ANL workers lose out

Issue 

By Jennifer Thompson
The federal government on August 31 announced a two-month "cooling off" period before the sale of the publicly owned Australian National Line (ANL) to British-based multinational P&O. This is to allow P&O to reach agreement with the Maritime Union of Australia (MUA) and other unions on maintaining jobs and working conditions. ANL workers have a lot to lose. The government has been promised veto rights over future proposed changes to privatised ANL operations to ensure compliance with Australian maritime working conditions under a so-called "golden share" agreement. However, the chief executive of P&O Australia, Richard Hein, has hinged its commitment to retaining Australian crews, award wages and working conditions on the "viability" of ANL's trade routes. Safety standards, wages and conditions on Australian-flagged ships are far above those of many lines that are ANL's commercial competitors.
Union antagonism to P&O is based on its anti-union reputation on operations which use west European officers and Asian or Russian crews, paid at Third World rates. As Jennifer Hewett pointed out in the May 18 Financial Review, "most international lines do the same". This includes the French-owned shipping company ANZDL, the MUA's preferred buyer before its bid was withdrawn.
Union acceptance of a sell-off has come quite a way since June 1991, when the ALP first discussed amending party policy to allow the sale of 49% of ANL. The MUA strongly supported the ALP in the last federal elections. By June 1993, federal cabinet had breached ALP policy and reneged on commitments made to the union on ANL's future.
Union officials, including deputy national secretary Paddy Crumlin, condemned the secret decision to remove restrictions on ANL's sale. He said, "The federal government has played a deceitful role ... With privatisation, you will see a massive loss of jobs, but more importantly, the jobs that remain will be casualised, the maintenance work force will disappear, and there will be a constant grinding down of workers' conditions."
In August 1994, the federal government sacked the old board and appointed a new one headed by Neville Wran, to turn ANL into a commercial operation. The government implemented the subsequent recommendation of the new board — selling ANL's 25% shareholding in Australian Stevedores, its most profitable section.
However, MUA opposition to privatisation has weakened. After a five-day strike by unions last September against the liquidation of ANL, the ALP made a deal with the leaderships to accept that ANL become internationally competitive. For the federal government, which was no longer willing to subsidise ANL's operations, this meant privatisation with concessions to the unions.
Many of these concessions have melted away. P&O's survival as the only credible tenderer for the line means the evaporation of any remaining government commitments on maintaining working conditions.

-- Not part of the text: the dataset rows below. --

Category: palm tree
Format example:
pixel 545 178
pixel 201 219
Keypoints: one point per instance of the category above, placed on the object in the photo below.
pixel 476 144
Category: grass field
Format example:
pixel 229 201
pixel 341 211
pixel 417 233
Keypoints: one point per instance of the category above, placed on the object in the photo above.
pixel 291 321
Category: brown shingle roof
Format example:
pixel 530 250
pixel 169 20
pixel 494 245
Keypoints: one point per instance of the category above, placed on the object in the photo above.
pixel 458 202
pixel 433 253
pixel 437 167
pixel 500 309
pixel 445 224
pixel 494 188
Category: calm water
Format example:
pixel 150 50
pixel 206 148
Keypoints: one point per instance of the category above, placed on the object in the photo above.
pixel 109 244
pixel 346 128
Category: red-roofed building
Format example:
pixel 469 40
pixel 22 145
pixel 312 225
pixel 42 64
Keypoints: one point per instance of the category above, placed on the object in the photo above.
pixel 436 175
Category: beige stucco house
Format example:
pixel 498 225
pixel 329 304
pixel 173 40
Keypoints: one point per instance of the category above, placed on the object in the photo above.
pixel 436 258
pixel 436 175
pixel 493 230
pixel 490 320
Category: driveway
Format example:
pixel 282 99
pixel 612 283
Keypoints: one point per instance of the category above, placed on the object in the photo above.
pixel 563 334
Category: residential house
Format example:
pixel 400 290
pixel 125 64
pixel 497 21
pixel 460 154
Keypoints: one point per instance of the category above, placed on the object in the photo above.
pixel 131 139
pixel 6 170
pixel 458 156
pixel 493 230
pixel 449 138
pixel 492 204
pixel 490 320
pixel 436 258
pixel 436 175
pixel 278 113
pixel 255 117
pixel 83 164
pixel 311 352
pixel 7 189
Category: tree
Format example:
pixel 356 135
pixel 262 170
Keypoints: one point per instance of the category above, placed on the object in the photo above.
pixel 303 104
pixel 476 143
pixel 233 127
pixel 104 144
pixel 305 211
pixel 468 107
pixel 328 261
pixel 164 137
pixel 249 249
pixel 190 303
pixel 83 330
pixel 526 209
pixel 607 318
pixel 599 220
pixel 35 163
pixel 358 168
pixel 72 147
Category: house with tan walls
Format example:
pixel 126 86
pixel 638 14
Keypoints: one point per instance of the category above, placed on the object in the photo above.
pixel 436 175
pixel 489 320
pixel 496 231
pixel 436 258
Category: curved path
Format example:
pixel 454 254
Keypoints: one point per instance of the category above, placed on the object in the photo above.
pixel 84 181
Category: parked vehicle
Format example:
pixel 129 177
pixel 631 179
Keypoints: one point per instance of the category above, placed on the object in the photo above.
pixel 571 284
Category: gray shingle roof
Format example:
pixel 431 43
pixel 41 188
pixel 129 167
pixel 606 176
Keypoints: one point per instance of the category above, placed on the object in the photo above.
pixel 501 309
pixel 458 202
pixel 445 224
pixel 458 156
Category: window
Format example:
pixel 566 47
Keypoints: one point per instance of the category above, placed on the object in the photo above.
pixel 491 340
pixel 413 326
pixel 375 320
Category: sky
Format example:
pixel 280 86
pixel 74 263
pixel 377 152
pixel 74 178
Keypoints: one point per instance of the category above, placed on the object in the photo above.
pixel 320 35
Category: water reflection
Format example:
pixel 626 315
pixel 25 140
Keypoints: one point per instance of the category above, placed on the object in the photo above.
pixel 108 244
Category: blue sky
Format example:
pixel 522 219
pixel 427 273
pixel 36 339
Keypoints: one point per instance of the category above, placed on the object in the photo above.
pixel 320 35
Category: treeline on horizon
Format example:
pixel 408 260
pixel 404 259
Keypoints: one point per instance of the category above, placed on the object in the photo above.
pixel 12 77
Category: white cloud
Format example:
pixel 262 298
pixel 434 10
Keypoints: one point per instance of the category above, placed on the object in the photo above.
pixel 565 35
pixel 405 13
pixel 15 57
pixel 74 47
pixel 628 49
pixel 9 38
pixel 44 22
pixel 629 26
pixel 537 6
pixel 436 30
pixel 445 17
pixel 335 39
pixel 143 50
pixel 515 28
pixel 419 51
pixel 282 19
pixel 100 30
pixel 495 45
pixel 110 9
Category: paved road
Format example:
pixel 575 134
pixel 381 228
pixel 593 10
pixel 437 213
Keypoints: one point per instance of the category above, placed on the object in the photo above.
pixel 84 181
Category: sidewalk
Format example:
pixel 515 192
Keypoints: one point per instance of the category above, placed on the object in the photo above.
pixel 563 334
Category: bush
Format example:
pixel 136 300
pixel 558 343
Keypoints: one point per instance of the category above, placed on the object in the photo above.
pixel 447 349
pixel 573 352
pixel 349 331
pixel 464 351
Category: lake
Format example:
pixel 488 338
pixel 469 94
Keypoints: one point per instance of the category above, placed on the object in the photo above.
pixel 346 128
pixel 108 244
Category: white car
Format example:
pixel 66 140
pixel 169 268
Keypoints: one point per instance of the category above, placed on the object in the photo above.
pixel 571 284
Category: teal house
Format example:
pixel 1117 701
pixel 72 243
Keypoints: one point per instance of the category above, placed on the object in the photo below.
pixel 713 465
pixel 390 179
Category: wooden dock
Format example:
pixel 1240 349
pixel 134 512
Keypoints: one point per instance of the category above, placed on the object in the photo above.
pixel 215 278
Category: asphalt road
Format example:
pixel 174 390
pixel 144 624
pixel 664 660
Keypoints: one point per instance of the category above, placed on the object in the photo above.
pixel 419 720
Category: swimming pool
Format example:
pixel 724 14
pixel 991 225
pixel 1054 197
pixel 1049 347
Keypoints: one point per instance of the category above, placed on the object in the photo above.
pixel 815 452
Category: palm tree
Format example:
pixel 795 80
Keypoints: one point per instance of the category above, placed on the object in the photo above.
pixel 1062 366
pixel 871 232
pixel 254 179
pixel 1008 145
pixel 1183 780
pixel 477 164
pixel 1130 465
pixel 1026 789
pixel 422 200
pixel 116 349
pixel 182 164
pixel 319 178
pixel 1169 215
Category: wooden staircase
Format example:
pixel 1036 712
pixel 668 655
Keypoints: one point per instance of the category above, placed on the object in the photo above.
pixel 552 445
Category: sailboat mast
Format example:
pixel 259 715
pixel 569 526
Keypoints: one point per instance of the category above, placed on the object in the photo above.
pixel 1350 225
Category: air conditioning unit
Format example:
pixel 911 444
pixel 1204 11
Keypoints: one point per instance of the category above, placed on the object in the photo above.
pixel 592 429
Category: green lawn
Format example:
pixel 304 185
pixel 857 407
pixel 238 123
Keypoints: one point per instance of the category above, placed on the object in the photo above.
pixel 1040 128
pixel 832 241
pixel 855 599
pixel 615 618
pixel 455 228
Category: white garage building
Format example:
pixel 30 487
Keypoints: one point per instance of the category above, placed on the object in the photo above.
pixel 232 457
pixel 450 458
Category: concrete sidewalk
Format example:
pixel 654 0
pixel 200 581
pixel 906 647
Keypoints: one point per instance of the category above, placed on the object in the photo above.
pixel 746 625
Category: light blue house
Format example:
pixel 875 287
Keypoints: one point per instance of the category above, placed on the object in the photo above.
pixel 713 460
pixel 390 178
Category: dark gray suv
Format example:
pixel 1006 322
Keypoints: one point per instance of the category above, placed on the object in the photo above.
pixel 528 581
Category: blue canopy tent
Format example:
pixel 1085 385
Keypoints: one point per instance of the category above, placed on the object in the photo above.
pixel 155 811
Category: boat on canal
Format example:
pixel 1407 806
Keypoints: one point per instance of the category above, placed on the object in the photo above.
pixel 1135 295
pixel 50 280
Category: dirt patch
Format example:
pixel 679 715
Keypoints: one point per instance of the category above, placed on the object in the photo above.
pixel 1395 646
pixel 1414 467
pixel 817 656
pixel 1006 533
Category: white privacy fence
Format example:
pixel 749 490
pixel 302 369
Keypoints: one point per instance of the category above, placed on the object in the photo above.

According to reports in the establishment press, the maritime union and ACTU have the federal government over a barrel, promising a nationwide sea and waterfront strike, supported by the Construction, Forestry, Mining and Energy Union (CFMEU).
However, the last minute abandoning of strike action says otherwise. The ALP is putting heavy pressure on the union movement not to strike, so as not to jeopardise big business support for its re-election.
With the union leaderships apparently unwilling to stand up to this pressure, the privatisation of ANL may have been deferred, but it is unlikely to be stopped.